Bugs happen. We do our best to write clear, concise, bug-free, and tested code when possible, but we accept the fact that they are unavoidable. We use Asana to track our work. Our projects are organized into two areas, web and apps. Web being any technology involved with our front end site and database, App being any integration with various applications like PowerPoint, Keynote, or Google Slides or operating systems like Android, iOS, OSX, and Windows.

Creating bugs

Whenever a bug is discovered by a team member or reported by a customer, we write up a Asana story using a customized bug template. Sometimes bugs are related to multiple projects. In such cases, it’s fine to create a bug for each project to track work in the respective area. After the bug is created, the QA team triages and assigns to the appropriate individual.

Bug sprints & thresholds

Each repo has bug thresholds determined by the QA team and repo admins. They are based on severity labels to ensure the highest priority bugs get addressed first. Thresholds vary across repos depending on their level of bug tolerance.

Thresholds act as a circuit breaker for bugs. We normally don’t let bugs interrupt our development work, due to the high cost of context switching. When a threshold is exceeded, the Product team along with the repo admins discuss the bugs at standup. They may be resolved right away or in a bug sprint.

We have four scheduled bug sprints each quarter that last an entire sprint. The QA team determines the bug sprints and the priority order.

Getting below the threshold is a minimum; if the project is still not below the threshold after the bug sprint, an emergency second sprint will be called.
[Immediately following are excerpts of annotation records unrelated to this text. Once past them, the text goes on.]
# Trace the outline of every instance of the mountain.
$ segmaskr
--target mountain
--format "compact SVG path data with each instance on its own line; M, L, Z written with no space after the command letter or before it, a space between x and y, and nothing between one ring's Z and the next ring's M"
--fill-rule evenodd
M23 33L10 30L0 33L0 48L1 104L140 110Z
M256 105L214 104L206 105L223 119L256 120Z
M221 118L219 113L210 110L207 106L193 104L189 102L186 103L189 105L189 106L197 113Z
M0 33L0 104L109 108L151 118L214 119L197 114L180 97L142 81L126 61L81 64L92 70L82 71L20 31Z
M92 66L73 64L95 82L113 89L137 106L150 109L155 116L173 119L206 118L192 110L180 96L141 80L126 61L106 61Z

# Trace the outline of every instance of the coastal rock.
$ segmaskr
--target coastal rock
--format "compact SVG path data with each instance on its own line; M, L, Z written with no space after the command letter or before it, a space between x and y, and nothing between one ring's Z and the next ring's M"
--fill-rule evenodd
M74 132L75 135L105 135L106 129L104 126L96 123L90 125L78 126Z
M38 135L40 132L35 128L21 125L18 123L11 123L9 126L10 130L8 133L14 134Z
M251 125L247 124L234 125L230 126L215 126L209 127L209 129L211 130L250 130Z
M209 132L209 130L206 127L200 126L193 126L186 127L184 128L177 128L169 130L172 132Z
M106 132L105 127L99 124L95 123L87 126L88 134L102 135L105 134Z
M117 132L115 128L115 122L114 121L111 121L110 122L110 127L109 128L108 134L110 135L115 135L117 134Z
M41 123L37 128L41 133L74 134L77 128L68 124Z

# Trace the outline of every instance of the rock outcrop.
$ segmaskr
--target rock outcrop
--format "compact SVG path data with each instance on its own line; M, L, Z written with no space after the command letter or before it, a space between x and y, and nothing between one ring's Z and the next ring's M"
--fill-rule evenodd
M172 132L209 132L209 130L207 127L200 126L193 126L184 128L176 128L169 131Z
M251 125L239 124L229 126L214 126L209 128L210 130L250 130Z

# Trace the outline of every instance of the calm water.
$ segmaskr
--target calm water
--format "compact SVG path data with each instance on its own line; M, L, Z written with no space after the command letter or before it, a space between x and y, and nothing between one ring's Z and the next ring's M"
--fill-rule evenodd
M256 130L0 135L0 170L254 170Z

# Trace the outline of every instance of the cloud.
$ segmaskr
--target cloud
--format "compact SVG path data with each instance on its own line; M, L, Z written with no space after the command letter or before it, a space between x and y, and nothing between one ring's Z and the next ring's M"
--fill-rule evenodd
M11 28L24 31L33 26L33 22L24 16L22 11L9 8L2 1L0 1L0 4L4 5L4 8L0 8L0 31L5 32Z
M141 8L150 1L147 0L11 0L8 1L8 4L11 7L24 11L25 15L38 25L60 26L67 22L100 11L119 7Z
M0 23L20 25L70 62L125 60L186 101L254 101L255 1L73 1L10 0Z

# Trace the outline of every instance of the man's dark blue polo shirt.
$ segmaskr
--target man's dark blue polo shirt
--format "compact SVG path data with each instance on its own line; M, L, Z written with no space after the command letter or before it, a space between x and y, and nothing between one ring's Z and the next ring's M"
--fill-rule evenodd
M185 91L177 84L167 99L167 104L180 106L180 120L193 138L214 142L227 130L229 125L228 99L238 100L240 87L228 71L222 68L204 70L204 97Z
It’s also good practice for engineers to be proactive about fixing bugs before a threshold is reached as this helps the company to be more empathetic towards our customers needs and also stay on track with the project.

Severity labels

Bug priority naming conventions must be followed to make sure a bug is triaged:

Critical bugs

The one who first discovers a critical bug is responsible for immediately:

  1. Creating a Asana story with the tag critical
  2. Finding QA or a PM and a engineer who can help fix the issue
  3. Notifying all customer facing employees that there is an open issue affecting production. Usually via email.

Even if the critical bug is identified outside of business hours, work should begin on fixing the problem immediately. The engineers working on a critical bug should not continue working on an epic or other project until the critical bug has been resolved.

It is not necessary to fix the root cause to resolve a critical bug. If something can be done quickly to stop the severe disruption to our users, then the critical tag can be removed from the bug. For example, if the commit that caused the bug can be safely and quickly reverted, this is a good way to quickly resolve the critical bug. The root cause can be fixed later as a regular bug.